What to teach in a multilevel modeling course

Donna Harrington writes:

I will be teaching a new multilevel models course in the fall and am currently reading your text, /Data Analysis Using Regression and Multilevel/Hierarchical Models/ as I prepare. I am enjoying the book and am considering adopting it for use in the course.

Would you be willing to share the syllabus you have used for your Applied Regression and Multilevel Models course? I am particularly interested in seeing how much of the book you use in a one semester course.

My reply:

I have to admit that, over the years, I’ve made my syllabuses less and less detailed as I’ve focused more and more on writing the books. For a multilevel modeling course, I suggested the following:

– chapters 3,4,5: linear and logistic regression
– chapter 7: basics of simulation
– chapter 9: basics of causal inference
– chapters 11-14: multilevel linear and logistic regression (up to and including varying-intercept, varying-slope models)
– chapter 18: all the theory that they’ll need.

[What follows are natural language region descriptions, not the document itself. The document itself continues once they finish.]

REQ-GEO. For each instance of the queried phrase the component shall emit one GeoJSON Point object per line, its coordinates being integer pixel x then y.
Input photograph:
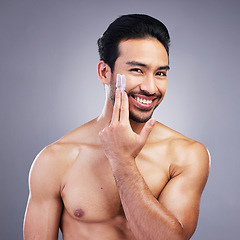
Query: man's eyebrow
{"type": "Point", "coordinates": [135, 63]}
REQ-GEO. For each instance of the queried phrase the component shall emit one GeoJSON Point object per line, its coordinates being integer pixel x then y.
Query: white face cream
{"type": "Point", "coordinates": [121, 82]}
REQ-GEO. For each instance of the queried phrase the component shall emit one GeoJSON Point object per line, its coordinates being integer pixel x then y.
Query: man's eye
{"type": "Point", "coordinates": [161, 74]}
{"type": "Point", "coordinates": [136, 70]}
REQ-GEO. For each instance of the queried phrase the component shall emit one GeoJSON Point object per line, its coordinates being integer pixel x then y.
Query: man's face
{"type": "Point", "coordinates": [144, 62]}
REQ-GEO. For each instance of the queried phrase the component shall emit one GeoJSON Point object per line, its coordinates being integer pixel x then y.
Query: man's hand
{"type": "Point", "coordinates": [118, 139]}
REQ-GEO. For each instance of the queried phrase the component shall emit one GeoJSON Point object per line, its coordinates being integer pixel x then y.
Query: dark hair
{"type": "Point", "coordinates": [132, 26]}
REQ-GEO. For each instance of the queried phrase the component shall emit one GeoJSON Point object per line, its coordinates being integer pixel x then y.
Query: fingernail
{"type": "Point", "coordinates": [152, 122]}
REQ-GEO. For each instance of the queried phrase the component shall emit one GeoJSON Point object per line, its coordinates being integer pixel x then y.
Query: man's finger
{"type": "Point", "coordinates": [116, 107]}
{"type": "Point", "coordinates": [124, 112]}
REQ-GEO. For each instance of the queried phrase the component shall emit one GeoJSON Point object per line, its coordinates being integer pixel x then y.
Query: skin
{"type": "Point", "coordinates": [115, 177]}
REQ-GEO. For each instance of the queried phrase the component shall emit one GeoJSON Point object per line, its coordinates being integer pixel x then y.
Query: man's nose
{"type": "Point", "coordinates": [148, 85]}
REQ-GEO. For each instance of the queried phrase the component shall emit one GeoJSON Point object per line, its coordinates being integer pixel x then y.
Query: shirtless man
{"type": "Point", "coordinates": [122, 175]}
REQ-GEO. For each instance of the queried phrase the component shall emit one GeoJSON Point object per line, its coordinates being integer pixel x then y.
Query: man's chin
{"type": "Point", "coordinates": [139, 119]}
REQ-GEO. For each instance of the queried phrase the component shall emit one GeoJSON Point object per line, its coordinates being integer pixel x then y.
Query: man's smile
{"type": "Point", "coordinates": [143, 102]}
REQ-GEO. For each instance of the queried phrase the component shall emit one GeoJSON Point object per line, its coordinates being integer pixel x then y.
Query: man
{"type": "Point", "coordinates": [122, 175]}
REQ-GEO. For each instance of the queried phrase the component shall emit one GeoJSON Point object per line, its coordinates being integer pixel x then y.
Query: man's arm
{"type": "Point", "coordinates": [44, 206]}
{"type": "Point", "coordinates": [174, 215]}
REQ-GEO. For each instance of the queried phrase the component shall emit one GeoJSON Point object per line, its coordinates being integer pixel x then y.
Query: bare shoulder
{"type": "Point", "coordinates": [185, 151]}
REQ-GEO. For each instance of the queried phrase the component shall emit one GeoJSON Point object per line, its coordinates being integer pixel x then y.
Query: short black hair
{"type": "Point", "coordinates": [131, 26]}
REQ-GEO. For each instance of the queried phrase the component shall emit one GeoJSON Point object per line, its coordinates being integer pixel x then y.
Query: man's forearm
{"type": "Point", "coordinates": [147, 218]}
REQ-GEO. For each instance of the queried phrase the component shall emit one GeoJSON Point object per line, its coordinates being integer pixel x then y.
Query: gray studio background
{"type": "Point", "coordinates": [49, 86]}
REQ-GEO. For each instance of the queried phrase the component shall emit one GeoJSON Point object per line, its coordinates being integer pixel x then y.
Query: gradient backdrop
{"type": "Point", "coordinates": [49, 86]}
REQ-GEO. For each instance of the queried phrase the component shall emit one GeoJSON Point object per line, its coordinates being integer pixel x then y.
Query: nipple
{"type": "Point", "coordinates": [78, 213]}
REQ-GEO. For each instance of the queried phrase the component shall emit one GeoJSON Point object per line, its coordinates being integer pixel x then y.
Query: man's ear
{"type": "Point", "coordinates": [104, 72]}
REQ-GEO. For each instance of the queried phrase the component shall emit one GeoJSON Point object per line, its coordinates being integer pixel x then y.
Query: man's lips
{"type": "Point", "coordinates": [142, 101]}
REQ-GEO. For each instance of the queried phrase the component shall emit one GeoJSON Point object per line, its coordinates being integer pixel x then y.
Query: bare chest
{"type": "Point", "coordinates": [90, 193]}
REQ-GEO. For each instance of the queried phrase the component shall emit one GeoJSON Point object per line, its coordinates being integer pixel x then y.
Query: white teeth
{"type": "Point", "coordinates": [143, 100]}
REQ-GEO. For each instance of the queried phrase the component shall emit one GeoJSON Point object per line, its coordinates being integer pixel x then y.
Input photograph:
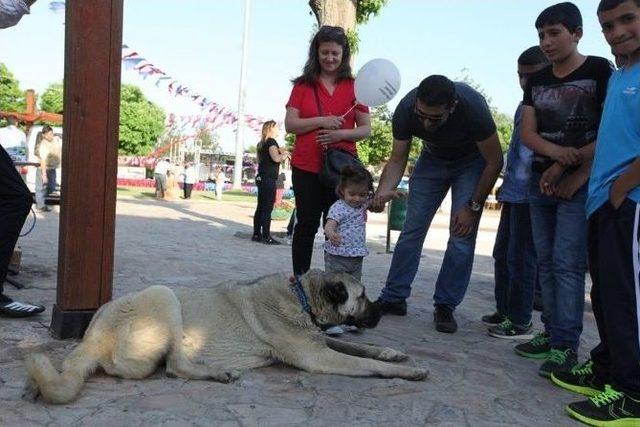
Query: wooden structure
{"type": "Point", "coordinates": [93, 43]}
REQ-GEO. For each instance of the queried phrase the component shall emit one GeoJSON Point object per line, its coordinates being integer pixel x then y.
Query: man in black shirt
{"type": "Point", "coordinates": [461, 152]}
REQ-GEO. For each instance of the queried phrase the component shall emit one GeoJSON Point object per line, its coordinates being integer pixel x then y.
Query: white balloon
{"type": "Point", "coordinates": [377, 82]}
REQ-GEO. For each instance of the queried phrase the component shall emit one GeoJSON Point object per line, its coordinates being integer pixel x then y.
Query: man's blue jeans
{"type": "Point", "coordinates": [428, 186]}
{"type": "Point", "coordinates": [515, 269]}
{"type": "Point", "coordinates": [560, 238]}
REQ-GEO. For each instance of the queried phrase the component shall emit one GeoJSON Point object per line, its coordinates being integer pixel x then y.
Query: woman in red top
{"type": "Point", "coordinates": [316, 115]}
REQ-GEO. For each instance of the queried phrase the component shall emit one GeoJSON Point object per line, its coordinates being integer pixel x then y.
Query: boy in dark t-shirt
{"type": "Point", "coordinates": [561, 114]}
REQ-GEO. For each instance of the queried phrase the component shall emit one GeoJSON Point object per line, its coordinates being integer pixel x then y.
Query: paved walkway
{"type": "Point", "coordinates": [475, 380]}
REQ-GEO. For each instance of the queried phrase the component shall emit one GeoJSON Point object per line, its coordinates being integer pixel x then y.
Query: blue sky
{"type": "Point", "coordinates": [199, 43]}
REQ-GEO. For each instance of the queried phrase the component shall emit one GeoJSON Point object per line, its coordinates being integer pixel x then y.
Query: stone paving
{"type": "Point", "coordinates": [475, 380]}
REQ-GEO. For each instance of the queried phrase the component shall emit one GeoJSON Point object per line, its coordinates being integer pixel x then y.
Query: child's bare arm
{"type": "Point", "coordinates": [331, 231]}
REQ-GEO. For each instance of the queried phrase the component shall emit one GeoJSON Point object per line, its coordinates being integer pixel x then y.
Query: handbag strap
{"type": "Point", "coordinates": [318, 104]}
{"type": "Point", "coordinates": [320, 111]}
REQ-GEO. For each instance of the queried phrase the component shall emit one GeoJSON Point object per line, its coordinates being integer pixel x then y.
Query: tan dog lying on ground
{"type": "Point", "coordinates": [216, 333]}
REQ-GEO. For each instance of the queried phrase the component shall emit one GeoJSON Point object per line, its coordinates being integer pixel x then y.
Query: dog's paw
{"type": "Point", "coordinates": [391, 355]}
{"type": "Point", "coordinates": [30, 392]}
{"type": "Point", "coordinates": [417, 374]}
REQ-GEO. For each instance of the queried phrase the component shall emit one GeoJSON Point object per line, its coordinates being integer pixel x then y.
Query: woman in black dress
{"type": "Point", "coordinates": [269, 157]}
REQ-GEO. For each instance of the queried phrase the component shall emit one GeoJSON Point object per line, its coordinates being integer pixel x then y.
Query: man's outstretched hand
{"type": "Point", "coordinates": [381, 198]}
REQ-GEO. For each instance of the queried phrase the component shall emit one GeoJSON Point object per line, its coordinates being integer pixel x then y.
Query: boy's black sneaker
{"type": "Point", "coordinates": [581, 379]}
{"type": "Point", "coordinates": [444, 320]}
{"type": "Point", "coordinates": [537, 348]}
{"type": "Point", "coordinates": [608, 408]}
{"type": "Point", "coordinates": [494, 319]}
{"type": "Point", "coordinates": [270, 241]}
{"type": "Point", "coordinates": [559, 360]}
{"type": "Point", "coordinates": [510, 330]}
{"type": "Point", "coordinates": [398, 308]}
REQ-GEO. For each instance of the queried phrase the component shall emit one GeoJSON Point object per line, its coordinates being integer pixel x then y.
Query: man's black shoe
{"type": "Point", "coordinates": [270, 241]}
{"type": "Point", "coordinates": [494, 319]}
{"type": "Point", "coordinates": [398, 308]}
{"type": "Point", "coordinates": [444, 320]}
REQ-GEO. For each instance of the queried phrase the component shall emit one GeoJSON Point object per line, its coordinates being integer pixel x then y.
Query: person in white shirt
{"type": "Point", "coordinates": [50, 154]}
{"type": "Point", "coordinates": [12, 136]}
{"type": "Point", "coordinates": [189, 177]}
{"type": "Point", "coordinates": [160, 175]}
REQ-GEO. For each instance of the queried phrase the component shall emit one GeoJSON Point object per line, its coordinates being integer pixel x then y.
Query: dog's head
{"type": "Point", "coordinates": [341, 299]}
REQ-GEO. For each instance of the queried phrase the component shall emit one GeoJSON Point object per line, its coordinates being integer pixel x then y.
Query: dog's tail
{"type": "Point", "coordinates": [56, 387]}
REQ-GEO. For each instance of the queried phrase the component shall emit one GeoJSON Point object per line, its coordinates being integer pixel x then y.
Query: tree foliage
{"type": "Point", "coordinates": [51, 99]}
{"type": "Point", "coordinates": [141, 122]}
{"type": "Point", "coordinates": [376, 150]}
{"type": "Point", "coordinates": [327, 13]}
{"type": "Point", "coordinates": [367, 9]}
{"type": "Point", "coordinates": [12, 98]}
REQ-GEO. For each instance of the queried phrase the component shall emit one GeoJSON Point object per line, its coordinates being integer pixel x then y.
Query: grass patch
{"type": "Point", "coordinates": [227, 196]}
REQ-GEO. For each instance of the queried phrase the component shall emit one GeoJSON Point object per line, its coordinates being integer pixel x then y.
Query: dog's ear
{"type": "Point", "coordinates": [335, 292]}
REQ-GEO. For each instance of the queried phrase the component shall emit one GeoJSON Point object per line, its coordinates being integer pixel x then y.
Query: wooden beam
{"type": "Point", "coordinates": [93, 44]}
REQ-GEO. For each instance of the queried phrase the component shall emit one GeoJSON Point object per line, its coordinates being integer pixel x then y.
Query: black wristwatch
{"type": "Point", "coordinates": [474, 206]}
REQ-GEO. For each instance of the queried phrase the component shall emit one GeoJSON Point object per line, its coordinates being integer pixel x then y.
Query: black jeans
{"type": "Point", "coordinates": [15, 202]}
{"type": "Point", "coordinates": [312, 202]}
{"type": "Point", "coordinates": [266, 199]}
{"type": "Point", "coordinates": [614, 264]}
{"type": "Point", "coordinates": [187, 190]}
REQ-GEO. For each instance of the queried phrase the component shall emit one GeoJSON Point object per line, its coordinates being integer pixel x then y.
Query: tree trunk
{"type": "Point", "coordinates": [339, 13]}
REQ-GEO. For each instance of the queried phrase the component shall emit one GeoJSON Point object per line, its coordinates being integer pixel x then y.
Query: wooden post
{"type": "Point", "coordinates": [93, 46]}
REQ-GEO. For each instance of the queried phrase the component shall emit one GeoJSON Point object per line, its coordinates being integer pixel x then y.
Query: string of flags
{"type": "Point", "coordinates": [212, 114]}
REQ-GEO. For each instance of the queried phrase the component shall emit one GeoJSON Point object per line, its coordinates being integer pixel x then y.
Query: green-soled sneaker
{"type": "Point", "coordinates": [559, 360]}
{"type": "Point", "coordinates": [538, 348]}
{"type": "Point", "coordinates": [581, 379]}
{"type": "Point", "coordinates": [608, 408]}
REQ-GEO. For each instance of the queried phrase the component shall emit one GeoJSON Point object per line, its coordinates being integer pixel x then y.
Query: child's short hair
{"type": "Point", "coordinates": [566, 14]}
{"type": "Point", "coordinates": [606, 5]}
{"type": "Point", "coordinates": [437, 90]}
{"type": "Point", "coordinates": [355, 175]}
{"type": "Point", "coordinates": [533, 56]}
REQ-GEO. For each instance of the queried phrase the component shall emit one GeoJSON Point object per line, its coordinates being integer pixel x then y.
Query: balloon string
{"type": "Point", "coordinates": [350, 109]}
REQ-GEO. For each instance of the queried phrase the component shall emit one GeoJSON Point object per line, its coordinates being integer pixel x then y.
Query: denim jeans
{"type": "Point", "coordinates": [429, 184]}
{"type": "Point", "coordinates": [515, 269]}
{"type": "Point", "coordinates": [560, 238]}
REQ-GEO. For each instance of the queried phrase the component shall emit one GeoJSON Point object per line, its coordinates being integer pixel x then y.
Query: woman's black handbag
{"type": "Point", "coordinates": [334, 159]}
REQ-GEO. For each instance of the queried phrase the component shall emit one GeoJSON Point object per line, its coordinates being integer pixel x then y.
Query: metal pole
{"type": "Point", "coordinates": [237, 169]}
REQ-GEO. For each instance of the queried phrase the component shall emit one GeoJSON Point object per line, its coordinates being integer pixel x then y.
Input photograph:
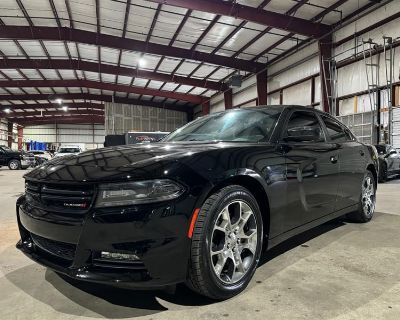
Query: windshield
{"type": "Point", "coordinates": [69, 150]}
{"type": "Point", "coordinates": [242, 125]}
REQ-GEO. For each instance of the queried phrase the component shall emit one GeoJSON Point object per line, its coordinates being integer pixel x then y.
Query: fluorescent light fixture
{"type": "Point", "coordinates": [142, 62]}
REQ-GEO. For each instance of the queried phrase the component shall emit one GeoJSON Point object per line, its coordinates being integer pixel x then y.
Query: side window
{"type": "Point", "coordinates": [304, 126]}
{"type": "Point", "coordinates": [335, 131]}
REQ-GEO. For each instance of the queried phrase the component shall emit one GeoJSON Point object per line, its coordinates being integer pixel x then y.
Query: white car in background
{"type": "Point", "coordinates": [65, 150]}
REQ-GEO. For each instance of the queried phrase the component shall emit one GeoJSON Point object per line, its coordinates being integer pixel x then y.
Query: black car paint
{"type": "Point", "coordinates": [297, 185]}
{"type": "Point", "coordinates": [389, 158]}
{"type": "Point", "coordinates": [6, 155]}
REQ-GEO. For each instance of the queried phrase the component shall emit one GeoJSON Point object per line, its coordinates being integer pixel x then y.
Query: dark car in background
{"type": "Point", "coordinates": [199, 206]}
{"type": "Point", "coordinates": [389, 162]}
{"type": "Point", "coordinates": [15, 159]}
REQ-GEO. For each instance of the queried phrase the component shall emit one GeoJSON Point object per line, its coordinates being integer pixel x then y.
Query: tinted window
{"type": "Point", "coordinates": [234, 126]}
{"type": "Point", "coordinates": [69, 150]}
{"type": "Point", "coordinates": [335, 131]}
{"type": "Point", "coordinates": [305, 123]}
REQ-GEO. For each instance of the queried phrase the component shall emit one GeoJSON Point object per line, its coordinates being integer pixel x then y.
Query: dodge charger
{"type": "Point", "coordinates": [200, 206]}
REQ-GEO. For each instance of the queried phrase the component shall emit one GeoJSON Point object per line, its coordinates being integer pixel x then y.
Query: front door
{"type": "Point", "coordinates": [312, 171]}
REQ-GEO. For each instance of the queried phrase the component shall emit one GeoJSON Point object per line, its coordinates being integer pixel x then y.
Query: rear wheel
{"type": "Point", "coordinates": [226, 243]}
{"type": "Point", "coordinates": [366, 207]}
{"type": "Point", "coordinates": [14, 164]}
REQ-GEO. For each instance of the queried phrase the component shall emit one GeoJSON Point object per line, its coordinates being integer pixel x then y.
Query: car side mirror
{"type": "Point", "coordinates": [390, 153]}
{"type": "Point", "coordinates": [303, 134]}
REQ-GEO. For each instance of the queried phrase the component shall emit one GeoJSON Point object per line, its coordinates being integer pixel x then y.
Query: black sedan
{"type": "Point", "coordinates": [389, 162]}
{"type": "Point", "coordinates": [199, 206]}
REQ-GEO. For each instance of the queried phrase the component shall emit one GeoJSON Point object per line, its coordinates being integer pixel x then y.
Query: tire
{"type": "Point", "coordinates": [383, 174]}
{"type": "Point", "coordinates": [14, 164]}
{"type": "Point", "coordinates": [366, 207]}
{"type": "Point", "coordinates": [245, 241]}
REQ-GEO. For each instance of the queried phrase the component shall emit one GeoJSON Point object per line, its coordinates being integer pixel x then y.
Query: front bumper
{"type": "Point", "coordinates": [157, 234]}
{"type": "Point", "coordinates": [26, 163]}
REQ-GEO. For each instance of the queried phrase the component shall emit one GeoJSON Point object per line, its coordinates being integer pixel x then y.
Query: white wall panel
{"type": "Point", "coordinates": [298, 95]}
{"type": "Point", "coordinates": [273, 99]}
{"type": "Point", "coordinates": [122, 118]}
{"type": "Point", "coordinates": [91, 135]}
{"type": "Point", "coordinates": [372, 18]}
{"type": "Point", "coordinates": [294, 74]}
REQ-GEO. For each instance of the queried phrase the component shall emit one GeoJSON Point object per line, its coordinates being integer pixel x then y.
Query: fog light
{"type": "Point", "coordinates": [119, 256]}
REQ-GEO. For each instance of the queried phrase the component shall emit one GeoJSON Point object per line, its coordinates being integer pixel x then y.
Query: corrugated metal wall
{"type": "Point", "coordinates": [91, 135]}
{"type": "Point", "coordinates": [122, 118]}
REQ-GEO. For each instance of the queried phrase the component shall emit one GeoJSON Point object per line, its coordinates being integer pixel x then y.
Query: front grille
{"type": "Point", "coordinates": [60, 198]}
{"type": "Point", "coordinates": [60, 249]}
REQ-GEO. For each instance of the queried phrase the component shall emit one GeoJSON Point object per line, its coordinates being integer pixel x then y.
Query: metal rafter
{"type": "Point", "coordinates": [268, 18]}
{"type": "Point", "coordinates": [106, 40]}
{"type": "Point", "coordinates": [96, 119]}
{"type": "Point", "coordinates": [51, 113]}
{"type": "Point", "coordinates": [100, 85]}
{"type": "Point", "coordinates": [72, 105]}
{"type": "Point", "coordinates": [108, 69]}
{"type": "Point", "coordinates": [177, 31]}
{"type": "Point", "coordinates": [92, 97]}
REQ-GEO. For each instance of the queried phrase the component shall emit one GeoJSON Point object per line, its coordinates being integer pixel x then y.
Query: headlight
{"type": "Point", "coordinates": [131, 193]}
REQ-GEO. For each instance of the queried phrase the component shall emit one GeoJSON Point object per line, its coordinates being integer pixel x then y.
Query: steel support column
{"type": "Point", "coordinates": [325, 55]}
{"type": "Point", "coordinates": [10, 133]}
{"type": "Point", "coordinates": [228, 98]}
{"type": "Point", "coordinates": [20, 137]}
{"type": "Point", "coordinates": [262, 88]}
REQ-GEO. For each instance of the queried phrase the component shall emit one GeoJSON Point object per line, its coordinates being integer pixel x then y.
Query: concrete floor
{"type": "Point", "coordinates": [336, 271]}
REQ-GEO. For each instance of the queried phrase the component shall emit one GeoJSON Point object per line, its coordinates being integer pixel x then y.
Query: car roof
{"type": "Point", "coordinates": [283, 107]}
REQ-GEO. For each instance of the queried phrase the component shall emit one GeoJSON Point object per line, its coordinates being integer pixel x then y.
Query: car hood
{"type": "Point", "coordinates": [146, 161]}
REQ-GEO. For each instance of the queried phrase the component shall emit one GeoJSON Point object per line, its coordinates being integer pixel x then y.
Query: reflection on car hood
{"type": "Point", "coordinates": [118, 163]}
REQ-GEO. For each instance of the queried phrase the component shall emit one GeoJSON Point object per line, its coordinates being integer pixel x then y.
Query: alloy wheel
{"type": "Point", "coordinates": [234, 242]}
{"type": "Point", "coordinates": [368, 196]}
{"type": "Point", "coordinates": [13, 165]}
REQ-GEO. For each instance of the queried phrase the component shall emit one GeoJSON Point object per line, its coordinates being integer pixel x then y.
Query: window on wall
{"type": "Point", "coordinates": [335, 131]}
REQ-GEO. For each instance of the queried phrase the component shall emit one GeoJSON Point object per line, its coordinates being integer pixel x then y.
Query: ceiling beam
{"type": "Point", "coordinates": [67, 64]}
{"type": "Point", "coordinates": [100, 85]}
{"type": "Point", "coordinates": [51, 113]}
{"type": "Point", "coordinates": [35, 106]}
{"type": "Point", "coordinates": [251, 14]}
{"type": "Point", "coordinates": [59, 119]}
{"type": "Point", "coordinates": [93, 97]}
{"type": "Point", "coordinates": [106, 40]}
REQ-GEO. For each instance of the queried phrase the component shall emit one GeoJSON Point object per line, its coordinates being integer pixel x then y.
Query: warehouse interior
{"type": "Point", "coordinates": [73, 72]}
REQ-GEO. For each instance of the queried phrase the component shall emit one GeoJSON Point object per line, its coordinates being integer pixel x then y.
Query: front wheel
{"type": "Point", "coordinates": [366, 207]}
{"type": "Point", "coordinates": [226, 243]}
{"type": "Point", "coordinates": [383, 176]}
{"type": "Point", "coordinates": [14, 164]}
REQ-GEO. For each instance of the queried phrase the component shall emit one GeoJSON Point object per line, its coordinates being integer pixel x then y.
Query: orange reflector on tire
{"type": "Point", "coordinates": [192, 222]}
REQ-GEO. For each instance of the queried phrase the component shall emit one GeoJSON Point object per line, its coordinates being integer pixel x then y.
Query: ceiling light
{"type": "Point", "coordinates": [142, 62]}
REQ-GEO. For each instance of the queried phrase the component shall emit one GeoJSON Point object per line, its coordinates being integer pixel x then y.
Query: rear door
{"type": "Point", "coordinates": [312, 172]}
{"type": "Point", "coordinates": [352, 162]}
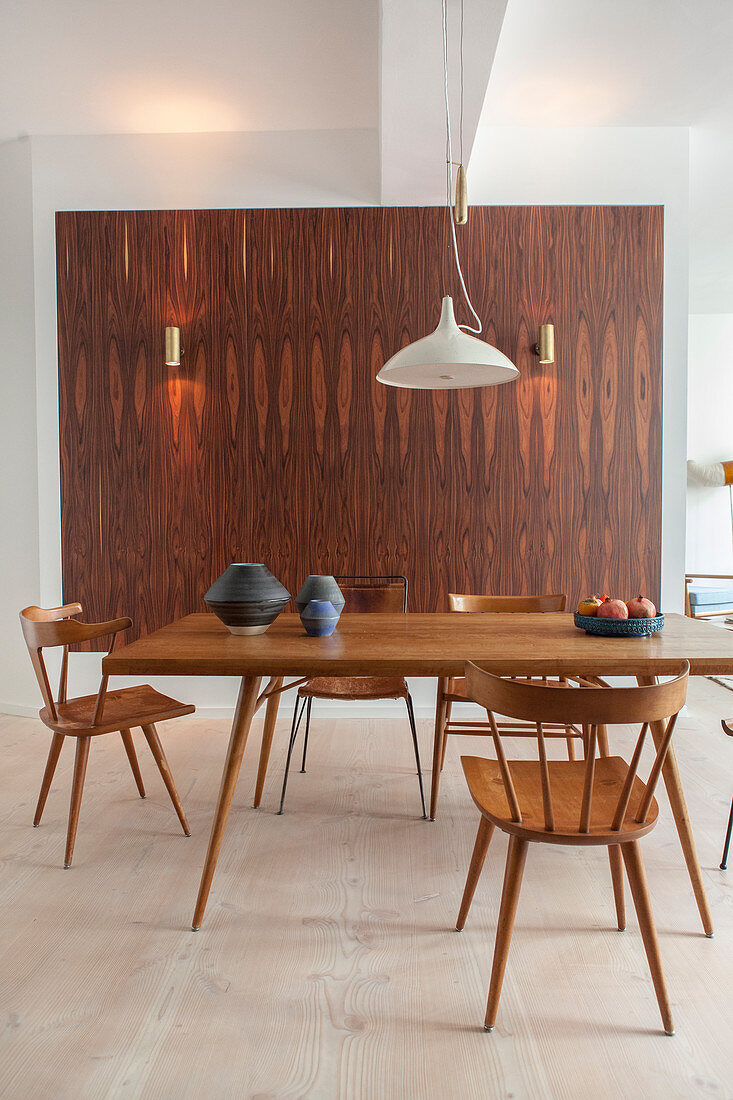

For a one-semester introductory course, my usual strategy for a one-semester course is to focus chapters 2-10: that is, cover everything except multilevel modeling. Linear regression, logistic, glm, computation, and causal inference. Then for the last part of the course, I can choose among some options, including: intro to multilevel models, sample size and power calculations, and missing data imputation.

P.S. To those of you who haven’t had the opportunity to take a course from me: Don’t worry about it. I’m better at writing than teaching. Maybe you’re better off learning out of one of my books with somebody else actually teaching the class.